Before we get started, Caroline went off on several twitter rants over the past couple of days regarding Kate. Then she imploded her Twitter account. Or did she. She said some things that have been said before about Kate that might have violated the non-disclosure part of her Bravo contract. Bravo could have cut her off. It’s okay though. I saved the juicy bits for you all here.
Caroline wakes up the morning after the crew went out and got wasted and then her fellow stews started to trash talk her with a mysterious foot injury. God my sentence structure continues to decline and I don’t really care. I am allergic to night time lately and my sinuses are driving me nuts and I’m focusing on trying to breathe. Kate and Josiah claim not to remember what they said the night before because they were drunk. I believe them. And frankly Kate is right, they are on a boat shooting the shit on their night off about the people they are cooped up with in a cramped space for six weeks straight. I get it.
Chandler still doesn’t get what a fuckup he is so he calls his dad. Rhylee still doesn’t understand chain of command. And even more importantly, she doesn’t understand how this reality show works. Don’t come for Kate. It never works out well. Then Rhylee makes a smartass comment to Kate on the radio. Captain Lee hears all of that. GIRL, YOU IN DANGER!
Ashton tries to give Rhylee a heads up about Kate in the nicest possible way. He points out the chain of command. Rhylee wants to know his friendly advice for the way Kate talks to her. Oh, this one is going home with Caroline. In fact, she may go first. Despite blowing off Ashton’s apology at first, Rhylee later took some time to herself to think about it. Then she apologized to Kate. Meanwhile, Caroline had her foot amputated and will be back on service in four hours when the pain meds kick in. Or something. I wasn’t really paying attention. Oh wait. It was a mosquito bite.
HOW MUCH IS CORE WATER PAYING FOR THIS SHAMELESS PROMOTION? I’m drowning in all the CORE water being shoved in my fat face. Breathing is hard enough without this shit!
Chandler’s meeting with the deckhands, that they requested, was basically, “the people want to do excursions so somebody should probably packs some coolers. I’m starving. Let’s take a break.”
As for the guests, I haven’t seen the movie Crazy Rich Asians, but I feel like they saw it and decided to fake it til they make it. They were annoying as fuck from the moment they hit the deck. As Josiah said, “I’m already over it.” Captain Lee asks Kate for her first impression. She says, “high maintenance.” I would have gone with, “obnoxious,” but okay.
Ashton has been this incredible voice of reason on this episode which makes him way more attractive now. I love how Chef always explains his own dishes to the guests.
Ah, now I get why we are in Polynesia. We are going to Mo’orea where many a “housewives” brawl has taken place. It’s where production takes all of the obnoxious people.
Kate’s talking heads start to get very critical of Caroline. I feel like these were probably filmed well after all the drama with them went down.
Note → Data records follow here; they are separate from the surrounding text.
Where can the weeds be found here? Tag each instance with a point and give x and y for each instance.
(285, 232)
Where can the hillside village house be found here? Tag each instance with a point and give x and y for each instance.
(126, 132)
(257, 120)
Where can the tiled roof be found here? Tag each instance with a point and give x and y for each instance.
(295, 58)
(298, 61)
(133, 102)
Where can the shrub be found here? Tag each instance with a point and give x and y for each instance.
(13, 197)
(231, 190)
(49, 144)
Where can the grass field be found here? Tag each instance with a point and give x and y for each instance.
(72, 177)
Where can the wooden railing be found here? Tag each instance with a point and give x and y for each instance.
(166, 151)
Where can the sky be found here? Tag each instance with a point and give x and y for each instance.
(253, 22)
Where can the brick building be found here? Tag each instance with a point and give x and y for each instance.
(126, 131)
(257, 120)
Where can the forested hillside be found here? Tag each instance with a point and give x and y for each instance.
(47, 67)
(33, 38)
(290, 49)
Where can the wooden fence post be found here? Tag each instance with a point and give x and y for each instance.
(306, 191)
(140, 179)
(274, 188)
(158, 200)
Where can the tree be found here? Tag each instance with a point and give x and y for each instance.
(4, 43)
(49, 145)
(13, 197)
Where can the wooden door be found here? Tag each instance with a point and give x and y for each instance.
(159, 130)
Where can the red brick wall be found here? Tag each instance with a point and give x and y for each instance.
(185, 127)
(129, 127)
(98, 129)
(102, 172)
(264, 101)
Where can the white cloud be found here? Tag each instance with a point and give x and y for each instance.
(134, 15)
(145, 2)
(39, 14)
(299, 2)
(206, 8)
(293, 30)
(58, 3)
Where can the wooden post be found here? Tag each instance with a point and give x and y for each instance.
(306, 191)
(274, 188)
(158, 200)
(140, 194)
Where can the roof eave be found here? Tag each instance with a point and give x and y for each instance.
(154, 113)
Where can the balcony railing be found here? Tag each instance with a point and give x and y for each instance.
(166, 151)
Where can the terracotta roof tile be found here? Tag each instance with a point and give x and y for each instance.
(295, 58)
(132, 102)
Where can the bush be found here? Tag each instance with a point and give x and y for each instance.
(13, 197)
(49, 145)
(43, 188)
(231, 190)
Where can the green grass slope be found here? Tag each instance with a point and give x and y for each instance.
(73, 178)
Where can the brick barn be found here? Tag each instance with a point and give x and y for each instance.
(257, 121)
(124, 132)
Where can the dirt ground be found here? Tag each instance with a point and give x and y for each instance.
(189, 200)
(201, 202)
It’s clearly filmed back on land with a green screen.
The Asians want smoothies in the master cabin. They are naked. Kate is acting like it’s the first time she’s ever seen a naked passenger. And he is behind the door! And was likely instructed to order them by production.
Captain Lee is finally ready to go apeshit on Chandler. For some reason the deck crew changed their channel off the one rest of the ship is using. But Captain Lee head his cool. I didn’t even see his tell, two fingers on the side of his face letting me know he is not happy.
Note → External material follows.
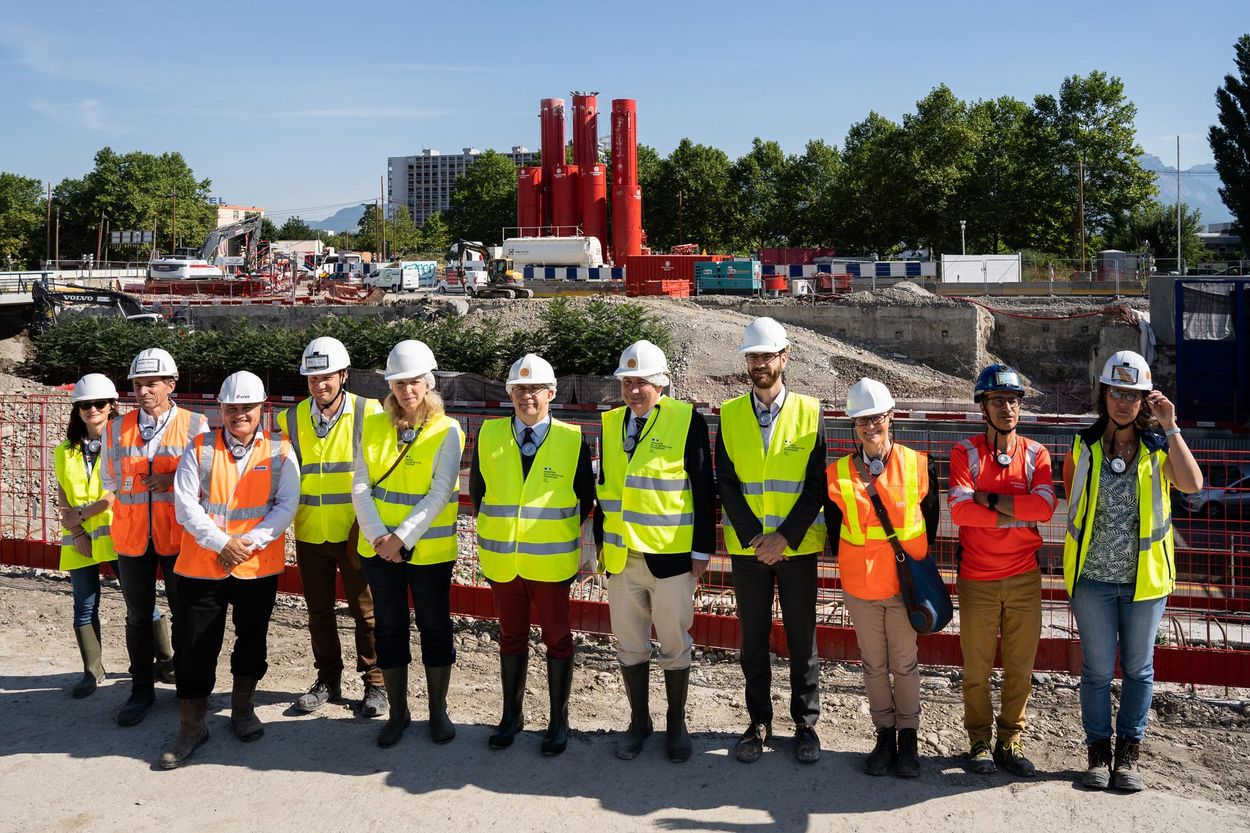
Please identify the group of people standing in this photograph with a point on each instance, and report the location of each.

Caroline on the other hand is starting to get the montage of ugly edits. This is what happens when you bring up Kate’s drinking Caroline. I mean it could have been so much worse. Chandler is also getting the treatment from production. He probably stuck up for her at some point.
Kate continues to make inappropriate requests of Ashton. He needs his own #metoo movement. He’s trying to go to bed and Kate tells hims to get naked, throw on some leis and dance for the guests. This just blows my mind. Then Caroline asks Ashton to come clean the crew mess. I don’t understand the issue with the crew mess, I thought the deckhands have always done this. This new calendar thing seems odd to me. Or maybe the interior did it. It’s just never been this much of a clusterfuck.
The Asian dude leaves a tiny used condom on the nightstand for Caroline to clean up. That HAD TO BE PRODUCTION.
The guests don’t even look up when half-naked Ashton walks in, because CELLPHONES.
Chandler, who has been in bed for hours is woken up by Rhylee to be informed about the fishing trip production has scheduled early the next morning. He says he is taking Ashton and not, you know the captain of an Alaskan fishing boat. Ashton is pissed.